Concealed Carry will not do us in
December 13, 2012 6:00PM
Updated: January 7, 2013 5:55PM
I’ve long subscribed to the belief that if someone’s behavior isn’t hurting anybody else, then the government ought to leave them alone.
Legalizing marijuana certainly falls into that belief structure. If somebody wants to get high and eat Cheetos all day, then I don’t think they ought to be locked in steel cages.
There was a time just a few years ago when the “mainstream” media constantly fretted about blogs — forgetting that the First Amendment didn’t belong solely to “traditional” news outlets. But the country is much better off after a literal explosion of free speech. Blogs have made us more informed and are now as American as the Chicago Sun-Times. Heck, the Sun-Times now has blogs. The more speech, the better.
I’m not particularly religious, but as long as you don’t use the government to impose your specific religious practices on me, then I’m all for you doing your thing.
I think there are far too many restrictions on public protests. Having to reroute your shopping trip because a group is marching in the street is not really being harmed. The government has too often used the possibility of smallish annoyances to motorists as an excuse to literally steal peoples’ constitutional rights to peaceably assemble.
Guns are a different matter. Clearly, guns can really hurt people. I’ve struggled with this issue pretty much all my adult life. My mother hated guns, so we had none in our house, but her brother and a brother-in-law had guns and I used to occasionally shoot with them. I’m not afraid of guns the way some are. I’ve been to a few war zones, seen a few fire fights, but was never once armed. I’ve never felt the need to strap on a pistol while in “bad” Chicago neighborhoods, either, and I’ve spent time in those.
Most of the people who want the right to carry a concealed handgun happen to be white suburban or rural men. It’s easy to play armchair psychiatrist and dismiss them as perpetually angry, overcompensating paranoids.
But not everybody who wants a concealed handgun in public is a wingnut. Women are often threatened by ex-boyfriends and know the cops can’t offer much protection. People who work in dangerous neighborhoods at night could have a legit reason to carry . Decent, law-abiding citizens who live in areas infested with gang thugs can’t be blamed for wanting to pack heat.

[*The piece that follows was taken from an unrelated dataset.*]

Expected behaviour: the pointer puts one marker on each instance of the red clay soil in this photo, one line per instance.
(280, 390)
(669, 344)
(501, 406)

I’ve spent some time in Florida, where the cities can often be as crazy or even crazier than anything we see up here. The state has a concealed carry law but the Sunshine State hasn’t exploded in violence. Florida’s murder rate in 1987, the year concealed carry was legalized, was 11.4 per 100,000 residents, according to government data on disastercenter.com. Illinois’s rate that year was 8.3. Last year, Florida’s murder rate was 5.2 per 100,000. Illinois’ was 5.6. I don’t think Florida’s law mattered much either way.
So, I’ve evolved.
Nobody wants to see gangbangers carrying concealed handguns. But if somebody has never been convicted of a felony, isn’t crazy, doesn’t have an order of protection against them, belongs to no gang, can pass a training course, can be required to renew their licenses every year or so and isn’t allowed to bring guns into schools or some other public places, then I don’t really buy into the hyperbolic fears about the tragedies that will befall us because Chicago’s U.S. Appellate court has ruled that the state’s gun carrying bans are unconstitutional. It’s just not going to be the end of the world.